The cover is a shocker: a much-worse-than-usual product of poor idea, poor draftsmanship and poor choice of colors. An attempt to capture the fall atmosphere, it succeeds only in being drab.
Art work between the covers is not far above this level. With the exception of a clever dig at the Gen. Ed. Program's humanities courses, drawn by E. Wentworth, the cartoons are utterly witless. Two vignettes, one of a Roman chariot and one of a spotted cat, are the only really amusing drawings in the issue. The cat is Updike's.
Updike's, too, is a bit of prose entitled "The Fading of the Fad." It is not good. Faddism is too old a topic to survive any but the best treatment. It does not receive it.
Other second-hand ideas which appear in this issue include the foibles of television and 3-D movies, the "in 25 words or less" contest, the detective story, the mysterious mixup, and the shock ending in which someone suddenly discovers that an imaginary situation has become real. Indeed, the Lampoon is present testimony to the theory that all the stories ever written have been derived from a set of 35 basic plots.

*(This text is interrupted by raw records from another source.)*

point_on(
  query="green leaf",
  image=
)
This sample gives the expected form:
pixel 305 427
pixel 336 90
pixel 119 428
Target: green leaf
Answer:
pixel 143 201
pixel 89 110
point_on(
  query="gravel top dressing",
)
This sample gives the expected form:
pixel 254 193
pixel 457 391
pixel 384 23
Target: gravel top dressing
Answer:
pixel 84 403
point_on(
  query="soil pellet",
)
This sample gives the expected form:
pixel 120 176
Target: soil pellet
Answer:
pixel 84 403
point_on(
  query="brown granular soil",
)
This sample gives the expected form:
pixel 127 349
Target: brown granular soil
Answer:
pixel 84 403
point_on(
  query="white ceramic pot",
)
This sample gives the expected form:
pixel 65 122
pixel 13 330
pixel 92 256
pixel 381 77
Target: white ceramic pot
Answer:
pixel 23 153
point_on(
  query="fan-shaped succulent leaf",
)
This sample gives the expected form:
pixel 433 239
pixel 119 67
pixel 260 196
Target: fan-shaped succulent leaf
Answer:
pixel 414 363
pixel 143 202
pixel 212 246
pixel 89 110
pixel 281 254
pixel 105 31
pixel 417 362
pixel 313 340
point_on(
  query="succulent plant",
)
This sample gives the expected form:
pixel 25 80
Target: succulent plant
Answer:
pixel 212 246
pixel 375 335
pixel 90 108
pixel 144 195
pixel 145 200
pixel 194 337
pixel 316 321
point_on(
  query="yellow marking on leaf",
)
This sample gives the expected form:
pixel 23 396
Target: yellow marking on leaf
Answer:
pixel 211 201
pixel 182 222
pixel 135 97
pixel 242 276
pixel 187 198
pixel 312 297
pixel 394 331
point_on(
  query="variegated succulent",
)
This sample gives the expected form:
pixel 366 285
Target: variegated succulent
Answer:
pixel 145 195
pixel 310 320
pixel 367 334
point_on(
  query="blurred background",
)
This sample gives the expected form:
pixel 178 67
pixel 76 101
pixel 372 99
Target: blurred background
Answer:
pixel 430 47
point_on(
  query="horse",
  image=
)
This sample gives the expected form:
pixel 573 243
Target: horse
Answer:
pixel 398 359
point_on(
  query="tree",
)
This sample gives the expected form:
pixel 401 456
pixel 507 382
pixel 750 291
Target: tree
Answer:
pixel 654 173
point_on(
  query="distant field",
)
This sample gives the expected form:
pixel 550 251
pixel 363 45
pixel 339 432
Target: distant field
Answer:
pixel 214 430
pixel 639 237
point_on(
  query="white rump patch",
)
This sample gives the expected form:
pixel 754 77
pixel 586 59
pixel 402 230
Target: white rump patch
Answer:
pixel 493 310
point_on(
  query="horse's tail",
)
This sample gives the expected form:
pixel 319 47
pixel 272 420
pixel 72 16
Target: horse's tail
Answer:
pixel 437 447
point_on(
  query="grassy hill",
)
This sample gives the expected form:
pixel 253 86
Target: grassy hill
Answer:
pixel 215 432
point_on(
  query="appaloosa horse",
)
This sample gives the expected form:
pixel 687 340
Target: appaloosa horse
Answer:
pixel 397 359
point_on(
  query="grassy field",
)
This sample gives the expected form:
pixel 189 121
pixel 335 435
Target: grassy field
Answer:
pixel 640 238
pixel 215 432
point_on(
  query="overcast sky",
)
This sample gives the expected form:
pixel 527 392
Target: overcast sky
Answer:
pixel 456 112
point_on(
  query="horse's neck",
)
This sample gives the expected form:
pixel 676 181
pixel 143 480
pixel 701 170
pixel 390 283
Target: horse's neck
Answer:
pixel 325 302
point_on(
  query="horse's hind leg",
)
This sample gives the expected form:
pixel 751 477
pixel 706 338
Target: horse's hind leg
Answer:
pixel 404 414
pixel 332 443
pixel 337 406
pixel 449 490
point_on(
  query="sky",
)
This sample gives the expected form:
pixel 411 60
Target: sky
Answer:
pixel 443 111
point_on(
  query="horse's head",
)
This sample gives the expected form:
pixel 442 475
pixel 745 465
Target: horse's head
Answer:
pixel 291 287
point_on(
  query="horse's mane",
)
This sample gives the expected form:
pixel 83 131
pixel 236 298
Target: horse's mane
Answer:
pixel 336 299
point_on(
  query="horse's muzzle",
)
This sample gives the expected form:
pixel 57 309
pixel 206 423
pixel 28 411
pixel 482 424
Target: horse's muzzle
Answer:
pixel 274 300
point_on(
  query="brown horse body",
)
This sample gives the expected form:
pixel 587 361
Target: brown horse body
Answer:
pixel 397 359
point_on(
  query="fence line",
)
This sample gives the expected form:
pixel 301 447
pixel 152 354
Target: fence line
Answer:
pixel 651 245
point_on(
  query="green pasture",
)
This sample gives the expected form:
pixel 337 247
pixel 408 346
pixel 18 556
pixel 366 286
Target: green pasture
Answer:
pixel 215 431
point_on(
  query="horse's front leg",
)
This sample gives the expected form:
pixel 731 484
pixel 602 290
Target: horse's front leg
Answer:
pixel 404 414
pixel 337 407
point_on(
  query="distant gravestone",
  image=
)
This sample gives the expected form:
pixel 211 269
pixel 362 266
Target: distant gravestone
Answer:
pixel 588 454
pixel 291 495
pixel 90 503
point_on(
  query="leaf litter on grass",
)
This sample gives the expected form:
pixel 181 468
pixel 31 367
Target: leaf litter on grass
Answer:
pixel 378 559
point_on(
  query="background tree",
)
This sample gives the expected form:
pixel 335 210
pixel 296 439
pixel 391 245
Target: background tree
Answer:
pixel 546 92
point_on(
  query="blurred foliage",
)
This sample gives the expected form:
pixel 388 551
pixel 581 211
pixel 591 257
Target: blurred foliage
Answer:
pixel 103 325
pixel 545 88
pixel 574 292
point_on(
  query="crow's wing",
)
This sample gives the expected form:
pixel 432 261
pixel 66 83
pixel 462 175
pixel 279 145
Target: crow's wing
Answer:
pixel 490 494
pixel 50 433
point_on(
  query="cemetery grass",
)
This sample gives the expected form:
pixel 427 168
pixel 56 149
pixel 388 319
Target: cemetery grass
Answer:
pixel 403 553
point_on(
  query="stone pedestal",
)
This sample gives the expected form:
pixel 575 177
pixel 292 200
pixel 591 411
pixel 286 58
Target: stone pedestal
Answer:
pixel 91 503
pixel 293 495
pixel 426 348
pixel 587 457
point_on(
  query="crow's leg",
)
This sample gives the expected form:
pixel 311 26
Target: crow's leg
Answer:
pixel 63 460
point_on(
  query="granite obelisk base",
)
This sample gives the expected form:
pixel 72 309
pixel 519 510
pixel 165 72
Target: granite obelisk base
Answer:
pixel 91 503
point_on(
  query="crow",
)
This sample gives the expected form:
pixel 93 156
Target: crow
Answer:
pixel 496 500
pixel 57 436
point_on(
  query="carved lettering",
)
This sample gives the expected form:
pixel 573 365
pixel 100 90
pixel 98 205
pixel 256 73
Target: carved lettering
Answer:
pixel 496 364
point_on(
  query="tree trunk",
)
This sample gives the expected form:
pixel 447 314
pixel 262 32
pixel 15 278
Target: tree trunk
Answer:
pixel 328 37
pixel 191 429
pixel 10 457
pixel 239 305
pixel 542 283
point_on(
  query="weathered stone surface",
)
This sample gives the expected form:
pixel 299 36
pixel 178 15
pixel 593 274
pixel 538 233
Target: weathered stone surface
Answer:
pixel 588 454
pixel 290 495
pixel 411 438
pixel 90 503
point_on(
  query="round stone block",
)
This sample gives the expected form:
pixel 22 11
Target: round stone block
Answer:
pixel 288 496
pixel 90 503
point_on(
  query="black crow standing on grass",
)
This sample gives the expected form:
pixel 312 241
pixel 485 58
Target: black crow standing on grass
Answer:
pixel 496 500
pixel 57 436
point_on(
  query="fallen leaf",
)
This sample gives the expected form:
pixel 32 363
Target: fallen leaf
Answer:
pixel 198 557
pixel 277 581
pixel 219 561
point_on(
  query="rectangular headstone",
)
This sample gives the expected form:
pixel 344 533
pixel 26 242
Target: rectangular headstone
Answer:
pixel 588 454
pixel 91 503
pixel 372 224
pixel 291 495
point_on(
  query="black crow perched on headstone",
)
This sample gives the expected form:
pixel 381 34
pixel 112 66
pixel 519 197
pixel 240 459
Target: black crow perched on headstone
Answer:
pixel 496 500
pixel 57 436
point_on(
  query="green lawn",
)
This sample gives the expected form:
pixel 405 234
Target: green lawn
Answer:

Four poems by Updike and Henry S. Zeigler offer the only contrast to the poor quality of the other writing. Zeigler's verse has spark, both in "Tour de Force" and in a shorter piece about some unidentified "little round men." Updike's "Footnotes to the Future" is a bit of delicate whimsey, and "This Isn't a Chain I'm Smoking" is delightful--especially in comparison with the rest of the issue. Updike's versification and phraseology are light and refreshing: "Milady I like your diminutive lips. . . .I like your wee fingers and miniscule hips. . . ." Unfortunately his style here only accentuates the paucity of wit in his other contributions. Updike is the Lampoon's only real talent. Too bad they have quenched his fire, or burned it out. Or maybe this was just a bad month.